From the turn of the century up until the mid 1800s, Philadelphia served as the preeminent city for artists in the country, particularly portrait artists and lithographers. Thus, Martin was privy to a vibrant artistic scene. He was able to receive tutoring in portrait painting from notable artist John Neagle. Martin was also a member of the Artists Fund Society and Pennsylvania Academy of the Fine Arts which held annual exhibitions to sustain art activity in the city. 

Receipt of payment for lessons in portrait painting with John Neagle, January 9, 1841

Letter from noted lithographer John Sartain with information regarding a meeting of artists associated with the Academy of Fine Arts, January 15, 1856, p.1

Sartain letter, p.2

Martin’s correspondence and business-related materials appear to demonstrate that Martin had a fairly steady amount of business in his home town. His work garnered some interest outside Philadelphia as well. He was asked to exhibit paintings at the Metropolitan Mechanical Institution in Washington D.C.  Moreover, Librarian of Congress, John Silva Meehan took an interest in his paintings. Meehan worked on Martin’s behalf to have him hired to paint a marine subject for one of the panels in the new extensions of the U.S. Capitol building. 

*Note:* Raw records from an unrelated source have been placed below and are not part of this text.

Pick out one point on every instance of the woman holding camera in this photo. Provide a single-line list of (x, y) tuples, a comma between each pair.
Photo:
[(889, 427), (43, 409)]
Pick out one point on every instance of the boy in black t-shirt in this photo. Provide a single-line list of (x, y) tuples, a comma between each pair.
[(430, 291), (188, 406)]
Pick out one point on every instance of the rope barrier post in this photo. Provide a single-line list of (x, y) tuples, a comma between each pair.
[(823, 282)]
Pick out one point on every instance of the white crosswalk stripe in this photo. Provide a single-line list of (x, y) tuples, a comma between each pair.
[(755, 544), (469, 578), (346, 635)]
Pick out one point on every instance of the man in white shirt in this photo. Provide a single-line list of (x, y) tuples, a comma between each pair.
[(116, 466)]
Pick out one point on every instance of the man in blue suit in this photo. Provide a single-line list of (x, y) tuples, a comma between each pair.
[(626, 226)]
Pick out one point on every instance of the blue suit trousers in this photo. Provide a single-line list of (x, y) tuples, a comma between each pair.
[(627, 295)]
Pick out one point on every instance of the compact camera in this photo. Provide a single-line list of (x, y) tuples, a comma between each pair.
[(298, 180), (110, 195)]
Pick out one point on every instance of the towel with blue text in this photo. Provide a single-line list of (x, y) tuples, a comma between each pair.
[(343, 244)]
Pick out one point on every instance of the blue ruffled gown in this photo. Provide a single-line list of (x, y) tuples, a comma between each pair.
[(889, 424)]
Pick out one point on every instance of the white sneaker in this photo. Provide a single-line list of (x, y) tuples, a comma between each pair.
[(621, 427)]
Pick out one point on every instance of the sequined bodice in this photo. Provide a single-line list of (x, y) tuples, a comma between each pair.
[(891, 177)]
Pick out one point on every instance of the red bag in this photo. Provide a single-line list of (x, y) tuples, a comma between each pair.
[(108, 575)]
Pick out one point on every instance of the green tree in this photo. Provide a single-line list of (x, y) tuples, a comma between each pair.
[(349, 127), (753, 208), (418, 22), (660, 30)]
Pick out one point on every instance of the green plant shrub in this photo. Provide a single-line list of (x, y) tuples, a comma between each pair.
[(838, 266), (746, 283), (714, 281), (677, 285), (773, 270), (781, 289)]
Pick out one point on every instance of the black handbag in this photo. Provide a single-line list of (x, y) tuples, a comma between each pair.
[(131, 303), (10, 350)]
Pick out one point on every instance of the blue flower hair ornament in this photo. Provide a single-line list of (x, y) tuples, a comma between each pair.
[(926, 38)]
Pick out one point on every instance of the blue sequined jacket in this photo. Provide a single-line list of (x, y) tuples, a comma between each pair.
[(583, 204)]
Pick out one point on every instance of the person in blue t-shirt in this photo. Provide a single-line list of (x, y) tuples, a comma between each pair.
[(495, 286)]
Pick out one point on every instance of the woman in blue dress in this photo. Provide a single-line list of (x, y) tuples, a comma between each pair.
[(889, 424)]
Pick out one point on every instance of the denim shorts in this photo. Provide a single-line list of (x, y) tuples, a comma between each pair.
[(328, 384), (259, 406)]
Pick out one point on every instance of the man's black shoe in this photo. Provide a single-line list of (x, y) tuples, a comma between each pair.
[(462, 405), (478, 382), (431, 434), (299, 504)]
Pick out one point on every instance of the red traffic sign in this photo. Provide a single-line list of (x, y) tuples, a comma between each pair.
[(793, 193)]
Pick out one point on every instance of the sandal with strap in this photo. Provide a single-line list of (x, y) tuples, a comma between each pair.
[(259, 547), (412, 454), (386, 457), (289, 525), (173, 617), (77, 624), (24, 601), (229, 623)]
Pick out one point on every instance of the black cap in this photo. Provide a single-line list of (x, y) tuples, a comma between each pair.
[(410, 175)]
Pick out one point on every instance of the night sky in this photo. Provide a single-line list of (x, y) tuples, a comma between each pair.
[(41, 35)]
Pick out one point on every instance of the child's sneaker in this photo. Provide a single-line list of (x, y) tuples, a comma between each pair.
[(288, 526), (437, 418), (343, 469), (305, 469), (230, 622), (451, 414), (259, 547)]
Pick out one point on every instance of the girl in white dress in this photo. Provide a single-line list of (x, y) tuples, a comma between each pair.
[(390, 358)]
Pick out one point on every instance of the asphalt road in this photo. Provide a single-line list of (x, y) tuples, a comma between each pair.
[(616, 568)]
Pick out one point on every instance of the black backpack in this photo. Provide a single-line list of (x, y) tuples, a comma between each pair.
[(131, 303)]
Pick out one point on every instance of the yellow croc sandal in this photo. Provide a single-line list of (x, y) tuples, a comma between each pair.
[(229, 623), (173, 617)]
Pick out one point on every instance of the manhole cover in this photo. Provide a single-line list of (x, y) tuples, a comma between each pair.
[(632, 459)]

Letter from John S. Meehan to W.A.K. Martin, February 2, 1857

Although Meehan urged Martin to begin work on the project in order to provide members of Congress with a taste of what they could expect, Martin did not want to begin such a large endeavor without certainty that he would be hired for the job. With the recent birth of his fourth child, Martin writes: My pecuniary situation with an increasing family is such as to place it out of my power to incur the expense and loss of time such as I did on the prior occasions, unless with a certainty of success and as ‘hope deferred maketh the heart sick’ and doubting I fear that this twin hope is doomed to meet the fate of its brother killed by an omnibus. Hope however lingers to the last. Thus, the opportunity to have his work displayed in the Capitol building did not come to fruition.